Well, gosh. I stand corrected; I should have read RFC 822 before
making that decision (back whenever it was). I can only assume
that I had based it on what I thought was allowed in mail before
RFC822. If I had been designing SMTP I wouldn’t have allowed all
128 ASCII characters. The first 8 would have been forbidden, for
a start. Then we could have used ETX to mark the end of the
body, and not <CRLF>.<CRLF>, which can legitimately appear in a
text message. But I wasn’t, so they weren’t and we couldn’t. Oh
well.
Yeah, I was curious and I went and looked at RFC 733 (the precursor to
RFC 822); it also allows 0-177 for message bodies. You have to read it
carefully, though, to get that information out.
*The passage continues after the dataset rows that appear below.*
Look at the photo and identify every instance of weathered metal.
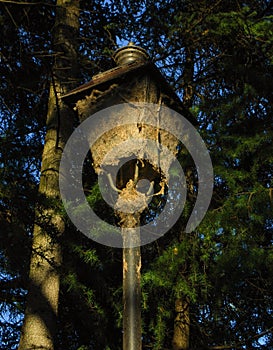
[113,42,149,66]
[63,44,183,350]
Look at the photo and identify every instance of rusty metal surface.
[62,62,147,100]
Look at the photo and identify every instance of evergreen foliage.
[0,0,273,350]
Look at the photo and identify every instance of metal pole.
[122,224,142,350]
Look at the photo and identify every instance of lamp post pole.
[122,226,142,350]
[115,176,152,350]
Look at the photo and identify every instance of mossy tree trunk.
[19,0,79,350]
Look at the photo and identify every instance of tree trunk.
[19,0,79,350]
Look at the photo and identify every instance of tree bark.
[19,0,79,350]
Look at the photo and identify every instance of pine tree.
[19,0,79,349]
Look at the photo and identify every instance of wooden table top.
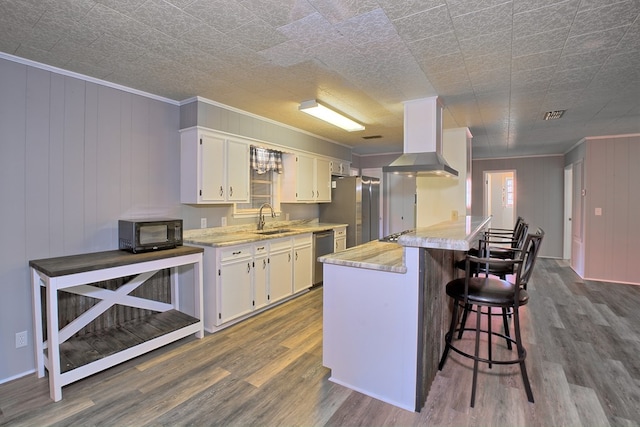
[29,246,204,277]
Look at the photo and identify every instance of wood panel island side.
[319,216,490,412]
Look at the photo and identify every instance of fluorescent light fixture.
[298,99,364,132]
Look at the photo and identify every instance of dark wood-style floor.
[0,259,640,426]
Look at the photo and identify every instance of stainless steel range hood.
[382,96,458,178]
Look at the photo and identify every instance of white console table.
[29,246,204,402]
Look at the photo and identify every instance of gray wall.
[471,156,564,258]
[0,59,181,381]
[0,59,350,383]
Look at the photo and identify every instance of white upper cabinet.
[331,160,351,176]
[281,154,331,203]
[180,128,249,204]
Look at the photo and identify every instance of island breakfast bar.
[319,216,490,412]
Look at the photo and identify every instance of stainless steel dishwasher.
[313,230,333,286]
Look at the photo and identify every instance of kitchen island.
[319,216,490,411]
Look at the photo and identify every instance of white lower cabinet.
[252,242,269,310]
[269,237,293,302]
[293,234,313,293]
[203,233,313,332]
[333,227,347,252]
[216,245,253,325]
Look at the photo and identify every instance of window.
[234,146,282,216]
[502,177,513,208]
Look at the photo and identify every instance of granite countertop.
[182,220,347,247]
[318,216,491,273]
[398,216,491,251]
[318,240,407,273]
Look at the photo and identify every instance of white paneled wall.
[574,135,640,284]
[0,59,182,382]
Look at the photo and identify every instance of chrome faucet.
[258,203,276,230]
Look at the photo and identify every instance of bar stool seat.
[438,229,544,407]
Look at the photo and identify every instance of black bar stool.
[438,229,544,407]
However, regarding SMTP ... I think you're conflating things a bit.
There are, AFAIK, no issues with the SMTP _protocol_ in terms of message
mangling; the end-of-message indicator and dot-stuffing protocol used
there is well defined and reversable. The issue is the _maildrop_ format,
which as far as I can tell never has been formally defined nor did anyone
ever sit down and try to design the format properly.
FWIW, if you have a local maildrop and you don't want From-munging, looks
like the simplest thing to do is just switch to Maildir, which inc(1)
does support (and it has for a while). For archiving (I know that's your
particular use case, Jón), I think something like tar makes sense.